GE’s considerations expand beyond local issues and tax rates. It is looking at the voting records of each state’s lawmakers on national policy issues, such as the fight to reauthorize the Export-Import Bank. The company considers the bank vital to its exports of heavy machinery. GE never even considered a bid by Cincinnati—where GE is currently shifting hundreds of back-office jobs, and which is also the hometown of CEO  Jeff Immelt—because of opposition from some Ohio politicians to reauthorizing the Ex-Im Bank. The same holds true for Dallas.

The company was considering various factors in deciding whether and where to move its head office from Fairfield, where it has been since 1974. GE isn’t approaching the decision lightly. Relocating is “the kind of thing you only think about every 40 years, so you want to make sure you get it right,” said Immelt. Most of GE’s facilities to manufacture heavy equipment like power turbines, jet engines and locomotives are in other states such as South Carolina, Ohio and Texas. GE currently employs 4,900 people in Connecticut, of which 800 work at the corporate headquarters in Fairfield. One of the changes in the Connecticut budget that GE took issue with was a cap on the amount of prior-year tax losses companies could use to offset their taxes. Connecticut officials say the state will make efforts to keep GE at the “right price.”

Classroom discussion questions:

  1. Why is this such a critical decision?
  2. Why did Boeing move its corporate HQ a few years ago from Washington State to Chicago?

OM in the News: GE Decides Making Stuff is the Future

An interesting way to end this semester–or start next semester– is through a series of quotes from GE CEO Jeffrey Immelt in a major story in the New York Times (Dec.5,2010). GE, as you probably know, lost 3/4 of its market value with the recent financial crisis–hit harder than any company not in the banking sector, because of its finance arm called GE Capital. With a heritage of industrial innovation going back to Edison’s light bulb, GE lost its way to GE Capital’s cash machine that bolstered the bottom line for over a decade.

GE, according to Immelt, “must rely more on making physical products and less on financial engineering–a path that …is also necessary for the American economy as a whole.…Many bought into the idea that America could go from a technology-based, export-oriented powerhouse to a services-led consumption-based economy–and still expect to prosper. That idea was flat wrong”.

“Technology-based manufacturing of all sorts has to be the central part of reinvigorating the economy”, he adds. A White House advisory board has called for doubling US manufacturing employment, to 20% of the workforce. (Refer to Figure 1.4 and Table 1.3 in the text). GE, by the way, is the 2nd largest US exporter, after Boeing.
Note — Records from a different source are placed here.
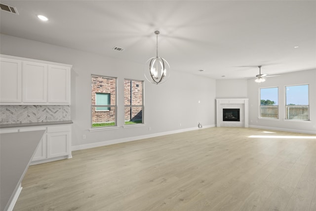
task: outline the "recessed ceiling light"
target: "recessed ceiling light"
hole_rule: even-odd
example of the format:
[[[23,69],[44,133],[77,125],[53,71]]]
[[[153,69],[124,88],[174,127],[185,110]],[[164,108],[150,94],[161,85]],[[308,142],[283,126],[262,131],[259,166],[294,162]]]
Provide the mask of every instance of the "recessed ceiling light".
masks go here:
[[[43,21],[47,21],[48,20],[48,19],[43,15],[38,15],[37,16],[38,16],[38,18],[40,18],[40,20],[42,20]]]

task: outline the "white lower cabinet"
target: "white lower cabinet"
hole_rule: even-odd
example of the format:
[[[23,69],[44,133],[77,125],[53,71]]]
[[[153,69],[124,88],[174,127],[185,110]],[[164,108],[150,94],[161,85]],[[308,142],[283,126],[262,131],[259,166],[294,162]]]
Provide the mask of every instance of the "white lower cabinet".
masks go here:
[[[68,156],[70,154],[70,132],[47,133],[47,158]]]

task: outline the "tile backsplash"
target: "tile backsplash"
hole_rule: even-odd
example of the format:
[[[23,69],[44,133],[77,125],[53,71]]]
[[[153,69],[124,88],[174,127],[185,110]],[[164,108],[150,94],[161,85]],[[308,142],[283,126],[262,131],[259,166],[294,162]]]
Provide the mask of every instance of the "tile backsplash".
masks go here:
[[[1,105],[0,124],[71,120],[70,105]]]

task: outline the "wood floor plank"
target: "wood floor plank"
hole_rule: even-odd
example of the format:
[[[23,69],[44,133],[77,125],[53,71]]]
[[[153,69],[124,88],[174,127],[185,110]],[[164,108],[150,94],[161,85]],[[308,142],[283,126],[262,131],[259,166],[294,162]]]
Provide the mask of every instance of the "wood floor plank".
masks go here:
[[[14,211],[315,210],[316,136],[265,130],[213,127],[74,151],[30,167]]]

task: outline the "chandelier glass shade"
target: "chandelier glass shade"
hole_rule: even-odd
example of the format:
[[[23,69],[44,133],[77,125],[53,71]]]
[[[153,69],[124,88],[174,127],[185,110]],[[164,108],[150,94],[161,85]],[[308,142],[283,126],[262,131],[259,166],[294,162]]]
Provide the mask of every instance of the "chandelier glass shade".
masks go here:
[[[168,62],[158,56],[158,31],[155,32],[157,35],[156,56],[148,59],[145,65],[145,77],[149,82],[156,84],[165,82],[170,77],[170,66]]]

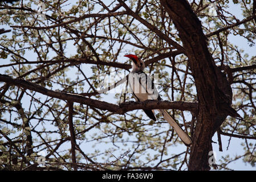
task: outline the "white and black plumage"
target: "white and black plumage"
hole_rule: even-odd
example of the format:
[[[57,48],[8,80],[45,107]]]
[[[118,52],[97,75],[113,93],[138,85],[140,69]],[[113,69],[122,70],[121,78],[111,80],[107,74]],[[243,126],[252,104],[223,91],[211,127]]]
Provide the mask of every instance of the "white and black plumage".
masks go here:
[[[124,56],[132,60],[132,70],[129,75],[129,85],[136,101],[144,101],[147,100],[161,100],[160,96],[151,78],[143,72],[145,63],[136,55],[127,55]],[[152,119],[156,121],[153,110],[143,110]],[[166,110],[159,109],[164,118],[173,127],[178,136],[187,146],[190,146],[192,140],[189,136],[180,127]]]

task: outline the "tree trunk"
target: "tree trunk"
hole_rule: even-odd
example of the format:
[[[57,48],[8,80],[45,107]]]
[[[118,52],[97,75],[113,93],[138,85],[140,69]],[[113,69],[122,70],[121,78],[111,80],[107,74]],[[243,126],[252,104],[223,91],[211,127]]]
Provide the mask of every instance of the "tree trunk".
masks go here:
[[[198,111],[188,169],[209,170],[212,138],[227,115],[236,113],[230,106],[232,90],[209,52],[201,22],[189,3],[186,0],[160,1],[178,31],[197,93]]]

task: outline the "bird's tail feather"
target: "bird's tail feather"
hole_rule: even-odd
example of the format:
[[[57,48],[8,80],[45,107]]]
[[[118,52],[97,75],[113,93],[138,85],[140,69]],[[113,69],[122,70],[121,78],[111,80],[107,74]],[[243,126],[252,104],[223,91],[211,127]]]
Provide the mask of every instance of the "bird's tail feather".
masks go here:
[[[185,132],[180,127],[178,124],[174,121],[174,119],[173,119],[170,114],[169,114],[166,110],[160,109],[160,111],[163,115],[164,119],[165,119],[169,124],[173,127],[173,129],[177,133],[178,136],[183,143],[184,143],[186,146],[190,146],[192,143],[190,137],[189,137],[186,132]]]

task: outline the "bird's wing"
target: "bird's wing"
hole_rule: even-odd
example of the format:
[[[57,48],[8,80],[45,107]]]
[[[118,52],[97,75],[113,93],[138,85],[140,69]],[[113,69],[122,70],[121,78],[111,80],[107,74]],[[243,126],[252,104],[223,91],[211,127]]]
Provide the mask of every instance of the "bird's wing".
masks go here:
[[[154,82],[144,72],[130,73],[129,84],[133,94],[140,101],[158,100],[159,94]]]

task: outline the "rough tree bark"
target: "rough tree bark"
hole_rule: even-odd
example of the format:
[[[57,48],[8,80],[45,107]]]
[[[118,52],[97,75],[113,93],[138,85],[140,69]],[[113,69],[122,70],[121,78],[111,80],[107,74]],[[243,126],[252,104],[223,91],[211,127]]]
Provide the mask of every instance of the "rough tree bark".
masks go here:
[[[237,116],[231,107],[232,90],[216,65],[201,22],[186,0],[161,0],[179,32],[194,79],[198,101],[189,170],[209,170],[212,138],[228,115]]]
The products where GE has competitive advantage and a strong manufacturing presence are: next generation jet engines, power turbines, locomotives, nuclear plants, water-treatment systems, medical-imaging equipment, solar panels, and windmills. GE plans to add 4,000 manufacturing jobs in the US.

GE  is stating what is becoming increasingly obvious. We must get back to basics in this country, creating not just services, but goods as well. Nations that do not produce goods sought by others will not be able to compete in the competitive global economy.

Discussion questions:

1. What if  we do continue to become a service driven-economy, with fewer and fewer jobs in manufacturing?

2. Why the change in GE’s attitude?

3. Can we ever revert to making most of the goods we consume, or will China be our biggest supplier for decades to come?